Hernâni Ribeiro fala também de um aumento de público: “Pela zona dos concertos passaram cerca de 30 mil pessoas, o que é um grande aumento. Por exemplo, no primeiro sábado estivemos praticamente cheios, tal como na quarta-feira, com Slimmy e X-Wife. O maior pico de assistência aconteceu na quinta-feira e sexta-feira, em que tivemos, inclusive, de fechar os portões do Maiact, algo que nunca tinha acontecido, e as pessoas que ficaram cá fora tiveram que ver os concertos nos ecrãs gigantes. O recinto suporta 6500 pessoas e só por aí já dá para perceber a dimensão que teve o festival. Os dias mais fracos foram os do concurso de bandas de garagem, que para além de ser numa segunda e terça-feira, atrai um público muito específico”.
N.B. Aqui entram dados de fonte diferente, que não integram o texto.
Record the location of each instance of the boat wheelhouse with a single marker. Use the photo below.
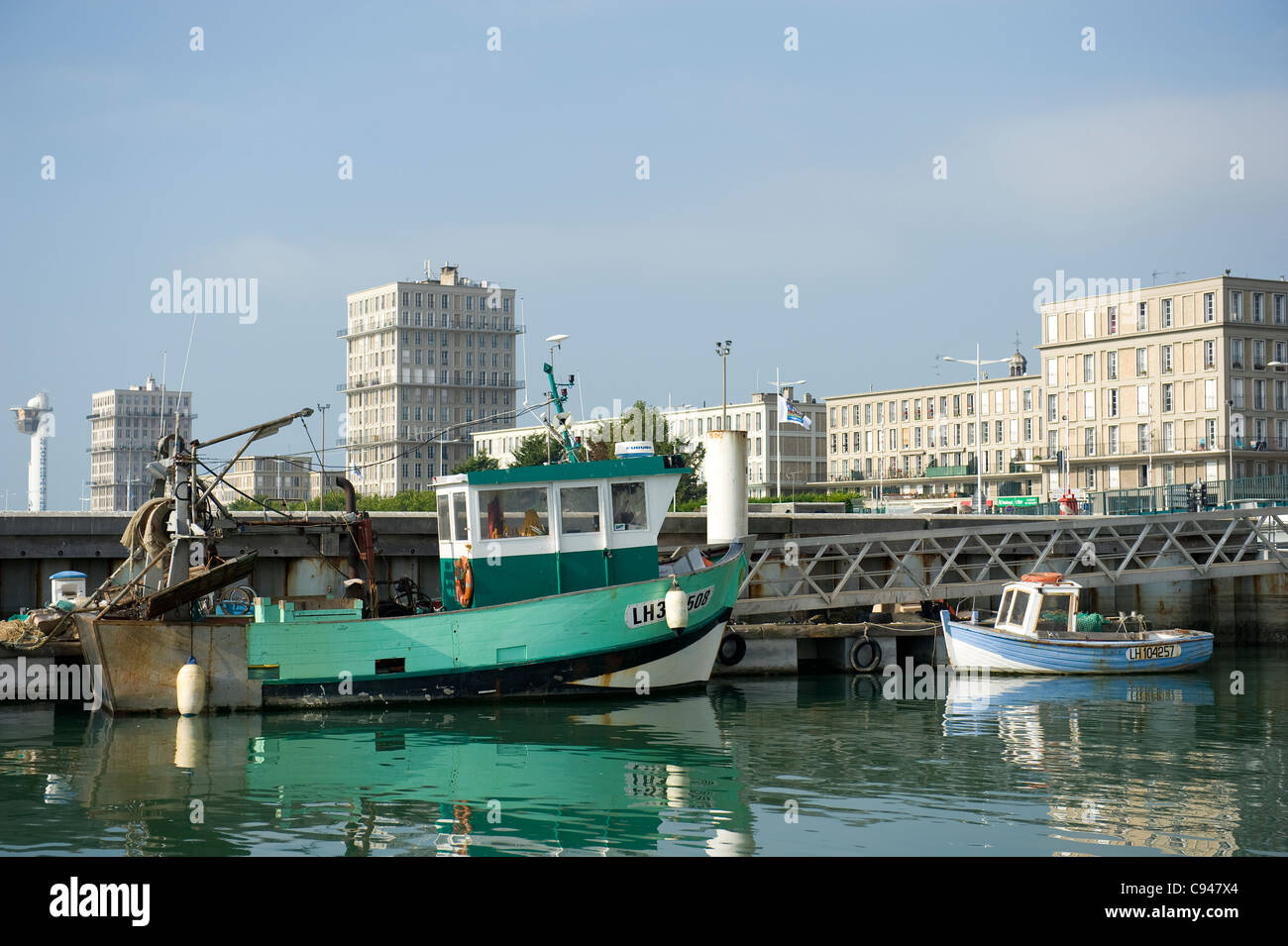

Em relação à zona Animax, Hernâni Ribeiro diz que “houve uma grande afluência, que não dá para contabilizar por estar instalada no Parque Central”. O vereador salientou também a realização do Maia Handball Cup na mesma semana do festival da Juventude: “Os atletas que estiveram no Maia Handball Cup puderam participar tanto na zona Animax, como nos concertos. São dois eventos que cohabitam com algumas sinergias. O torneio, que até traz delegações estrangeiras, contribui para um ambiente de festa que se sente nessa semana na cidade da Maia”.

O Maiact, festival da juventude da Maia, realizou-se na passada semana, entre 18 e 25 de Julho, no Complexo de Ténis da Maia. Do cartaz constavam nomes de diversos artistas portugueses de renome, como Blasted Mechanism, Jorge Palma, Moonspell ou Da Weasel, e de outros à procura da fama, como Slimmy, X-Wife, ou os participantes no concurso de bandas de garagem. Paralelamente, o festival contou com a zona Animax, instalada no Parque Central da Maia, que esteve aberta durante todos os dias do evento, entre as 14h00 e as 22h00, e onde as pessoas que por lá passaram puderam participar em inúmeros actividades de desportos radicais e cultura urbana.

Apesar da grande adesão que teve este ano, o vereador da Juventude do executivo maiato não pensa numa mudança do conceito do festival: “Nós apostámos num conceito de bandas portuguesas, em convidar os melhores portugueses em cada estilo de música. Penso que, este ano, tivemos cá os melhores, há outros que fazem tão bem, mas melhor acho que não. E em relação a esse conceito, penso que atingimos o limite já na segunda edição e isso é bom”.

Hernâni Ribeiro não admite também uma mudança de espaço: “Penso que não é fácil haver uma mudança do espaço porque nós quando escolhemos o Complexo Municipal de Ténis, fizémo-lo por alguns motivos. O primeiro tem a ver com a comodidade dos munícipes para oito dias de concertos, ali têm algo que não dava para ter num recinto ao ar livre. Em segundo lugar devido à incerteza das condições atmosféricas porque, por exemplo, na quarta-feira choveu, em pleno fim de Julho. Portanto é muito difícil conseguir-se uma semana sempre com bom tempo em que não seja preciso cancelar concertos, daí o recinto ser o ideal. Em terceiro lugar penso que é impossível encontrar na Maia um recinto com as condições do Complexo de Ténis para se montar um evento deste género. Por isso tem que ser tudo muito bem pensado, tanto em termos de outros formatos como de espaços. Eu penso que este formato funcionou e as pessoas da Maia aderiram. Se um conceito funciona também não precisa de estar sempre a crescer. Acho que este é o ideal. Para o ano podemos manter e simplesmente convidar outras bandas. É um evento que já tem reconhecimento a nível nacional e, em dois anos, já tem uma implementação muito forte na área metropolitana do Porto. Acho que já estamos com a dimensão desejada, quando eu programei o festival da juventude, em 2008”, concluiu.